I think right now most of the posters are blistering fingers with plantings, weedings, and baby livestock care, not on computer keys!
You were sort of responded to in another posting thread, about not having any zoning regulations in rural areas. Our own little 18 acres in West Virginia has a trailer park and a salvage yard for side neighbors, a very nice single family development behind, and a neighbor who builds fences and posts "no trespassing" signs about 15 or so feet away from their side of the line. We paid about half of what it was worth for the area, and hauled out three dumpsters of trash straight away - probably the reason the property was priced so low was the trash and garbage all over the place, and a house that is taking longer than we thought to fix up enough to move in. After taking some two years to find! It fit most of our most important criteria - commuting distance for Husband, affordable mortgage payments, between 10 and 20 farmable acres, liveable house (ok, so the house turned out to be less than liveable...).
We would do it again. Bad as it was, as long as it is taking, the property has shown us what a little jewel it is. A bit more polishing and it will be a productive vegetable farm with a comfortable home, and lots of room for my conservation tendencies to flourish - streams, a pond, woods and wetlands begging to have invasives removed and native flora restored.
We had considered staying where we are, a half acre surrounded by what is about to become a small city - literally, with some 50,000 new neighbors, shopping centers, office parks, retirement village, highways, and parks all on some 6000 acres of what has been rolling Maryland farm land. All of it has been sold to developers, about a dozen farms in all. But the crime rate here is going crazy, traffic is going nowhere, public services stretched beyond the limits, taxes doubling, and what made it bearable to live in an urbanizing area is disappearing - cows and corn as far as the eye can see, with woods beyond.
Urban farming is coming into its own, so it would definitely be something worth looking at. If you like where you are, stay. Your market is right outside your door, a lot of people are farming small backyard plots for a tidy little bit of profit. It is farming, if you are growing stuff to sell. Lots of books are out on the subject:
MetroFarm by Michael Olson
On Good Land by Michael Ableman
Micro Eco-Farming by Barbara Berst Adams
the Square Foot Gardening books by Mel Bartholomew
the Lasagna Gardening books by Patricia Lanza
All of these and more have a lot to offer in the way of ideas and the use of small spaces to grow a profitable business. A lot of gardening books have lots of ideas in how to use small spaces for growing a lot of plants - doesn't matter if it is tomatoes and lettuce or petunias.

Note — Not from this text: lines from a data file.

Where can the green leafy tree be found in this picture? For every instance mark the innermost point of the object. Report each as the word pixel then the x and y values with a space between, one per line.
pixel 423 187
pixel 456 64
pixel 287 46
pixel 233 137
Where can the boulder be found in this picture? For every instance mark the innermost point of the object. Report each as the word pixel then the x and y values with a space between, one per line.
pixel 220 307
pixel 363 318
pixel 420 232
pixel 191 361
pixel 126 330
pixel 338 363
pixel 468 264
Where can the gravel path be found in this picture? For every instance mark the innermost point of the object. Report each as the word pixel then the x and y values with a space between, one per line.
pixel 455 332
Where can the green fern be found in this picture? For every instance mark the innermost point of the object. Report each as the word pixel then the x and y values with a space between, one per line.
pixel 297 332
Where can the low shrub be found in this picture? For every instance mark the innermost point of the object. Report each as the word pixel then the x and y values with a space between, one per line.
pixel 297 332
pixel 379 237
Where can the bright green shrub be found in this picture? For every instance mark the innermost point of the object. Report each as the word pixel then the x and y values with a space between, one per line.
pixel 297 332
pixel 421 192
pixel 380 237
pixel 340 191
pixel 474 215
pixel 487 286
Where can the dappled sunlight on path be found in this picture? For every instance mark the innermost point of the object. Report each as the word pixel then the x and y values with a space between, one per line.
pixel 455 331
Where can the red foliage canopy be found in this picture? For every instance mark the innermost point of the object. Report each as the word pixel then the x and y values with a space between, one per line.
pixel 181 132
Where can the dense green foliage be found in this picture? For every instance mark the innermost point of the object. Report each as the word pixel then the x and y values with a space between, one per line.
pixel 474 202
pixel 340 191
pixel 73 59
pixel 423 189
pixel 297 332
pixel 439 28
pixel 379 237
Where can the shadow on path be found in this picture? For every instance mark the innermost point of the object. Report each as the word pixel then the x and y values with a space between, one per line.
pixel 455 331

Some of the "small" farm books are a bit discouraging when they go on about 100 acres or more - I read them anyway and use what I can, they have a lot on cover crops, soil building, and such.
So, keep looking for your very own place, settle in to where you are, if the neighbors are not perfect ignore them as well as you can (we did move the fence back about 15 feet or so to sit precisely on the surveyed property line) - in other words, do what is right for you, and if a piece of property shows up with some promise go for it.